In as much as we hope the incoming Public Protector Busisiwe Mkhwebane isn’t getting off on the wrong foot; we pray the truth will surface sooner or later.
BuzzSouthAfrica has gathered that Mkhwebane is currently considering a legal action against the Democratic Alliance (DA). This is because the opposition party claimed and has insisted that she acted as a spy in China.
Yes, the DA has never shown support for Mkhwebane right from the day her name appeared on the list of Thuli Madonsela’s likely successors.
Despite putting up a brilliant and impressive performance when she stood before Parliament during her interview, the DA insisted that she was unfit for the post because she was “illogically” preferred over others.

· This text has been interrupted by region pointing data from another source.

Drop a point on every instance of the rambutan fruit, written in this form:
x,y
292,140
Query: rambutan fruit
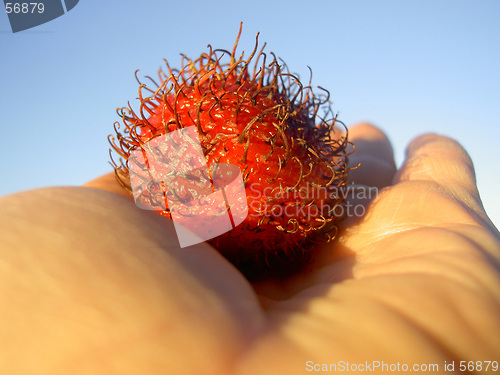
x,y
256,115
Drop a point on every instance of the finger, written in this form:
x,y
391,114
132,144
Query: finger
x,y
108,182
443,161
374,155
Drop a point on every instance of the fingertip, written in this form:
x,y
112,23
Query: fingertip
x,y
437,158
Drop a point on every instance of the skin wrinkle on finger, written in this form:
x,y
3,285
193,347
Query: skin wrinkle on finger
x,y
100,282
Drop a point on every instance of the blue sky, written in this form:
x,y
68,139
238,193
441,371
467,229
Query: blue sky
x,y
409,67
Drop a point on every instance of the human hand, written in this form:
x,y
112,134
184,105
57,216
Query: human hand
x,y
95,285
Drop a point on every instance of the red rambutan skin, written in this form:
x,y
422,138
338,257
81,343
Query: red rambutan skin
x,y
267,123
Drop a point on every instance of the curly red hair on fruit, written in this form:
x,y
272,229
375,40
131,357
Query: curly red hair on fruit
x,y
255,114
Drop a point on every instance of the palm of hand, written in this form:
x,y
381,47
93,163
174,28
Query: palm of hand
x,y
414,281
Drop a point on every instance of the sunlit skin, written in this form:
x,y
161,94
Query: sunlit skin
x,y
91,284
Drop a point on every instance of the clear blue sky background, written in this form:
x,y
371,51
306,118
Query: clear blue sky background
x,y
408,66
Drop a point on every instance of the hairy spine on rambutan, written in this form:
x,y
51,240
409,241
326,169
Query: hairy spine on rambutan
x,y
265,115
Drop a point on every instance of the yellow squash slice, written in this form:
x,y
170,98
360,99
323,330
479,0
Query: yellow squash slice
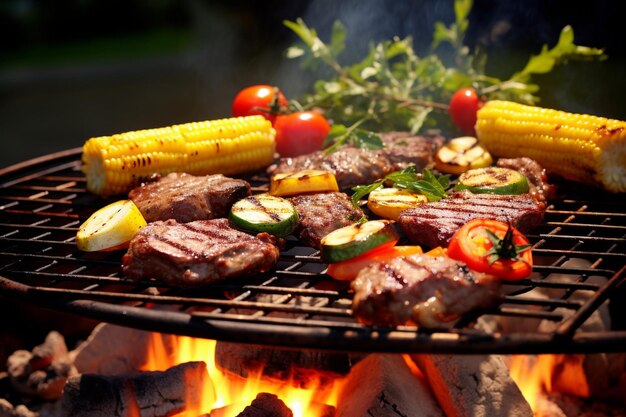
x,y
302,182
111,227
388,203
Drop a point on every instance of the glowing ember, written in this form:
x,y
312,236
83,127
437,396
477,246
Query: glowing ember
x,y
536,376
224,390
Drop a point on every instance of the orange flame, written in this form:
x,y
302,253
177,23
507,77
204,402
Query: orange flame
x,y
539,375
232,394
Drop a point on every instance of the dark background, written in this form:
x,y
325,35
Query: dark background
x,y
71,69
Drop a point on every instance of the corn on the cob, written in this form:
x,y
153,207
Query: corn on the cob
x,y
578,147
115,164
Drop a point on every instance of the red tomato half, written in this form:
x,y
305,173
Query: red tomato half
x,y
347,270
470,244
258,99
464,105
300,133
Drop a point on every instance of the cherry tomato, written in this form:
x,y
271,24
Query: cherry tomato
x,y
463,107
471,245
347,270
300,133
259,99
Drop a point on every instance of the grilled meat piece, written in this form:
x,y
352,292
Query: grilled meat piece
x,y
322,213
420,289
186,198
354,166
197,253
536,175
433,224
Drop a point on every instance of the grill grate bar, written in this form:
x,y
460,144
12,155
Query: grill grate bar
x,y
266,306
568,328
579,249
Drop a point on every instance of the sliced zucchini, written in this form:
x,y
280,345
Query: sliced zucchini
x,y
264,213
388,203
462,154
493,180
301,182
356,239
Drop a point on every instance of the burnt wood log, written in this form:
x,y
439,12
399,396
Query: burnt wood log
x,y
146,394
382,385
473,385
301,366
266,405
114,350
43,372
7,410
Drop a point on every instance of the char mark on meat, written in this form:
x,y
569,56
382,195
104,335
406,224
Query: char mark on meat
x,y
197,253
356,166
320,214
537,177
419,289
433,224
186,198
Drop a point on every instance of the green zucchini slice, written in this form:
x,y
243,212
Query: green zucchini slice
x,y
264,213
493,180
356,239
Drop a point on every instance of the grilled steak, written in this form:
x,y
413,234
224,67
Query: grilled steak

But Mkhwebane “miraculously” sailed through, emerging as South Africa’s next Public Protector. However, her emergence and endorsement didn’t bury the DA’s shrill cry and claim that Mkhwebane was a spy during her time as an immigration officer for Home Affairs in China from 2010.
Many have considered the opposition party’s claims as a high-priority and serious matter; which if proven true, would authorize investigations into the allegations and possibly, the removal of the Public Protector.
But, the dispiriting aspect of the shrill cries is that the DA has failed to publicly support its claims with any substantial and credible evidence. Thus, stirring up skepticism and disbelief among the people.
The DA is known to have won many cases of corruption against its opponents – ranging from the dismissal of Menzi Simelane as National Director of the public prosecutor to others, especially at State-owned entities.
Regardless of the DA’s claims, the incoming Public Protector maintained that the opposition party’s “politically-motivated” and “baseless” claims do not count because she was never a spy.
Incoming Public Protector Busisiwe Mkhwebane obtained a B.Proc and LLB from the University of the North and a Diploma in Corporate Law and a Higher Diploma in Tax Law from the University of Johannesburg.
She previously served in the Public Protector’s office as a senior investigator between 1998 and 2005 before she left to join Home Affairs.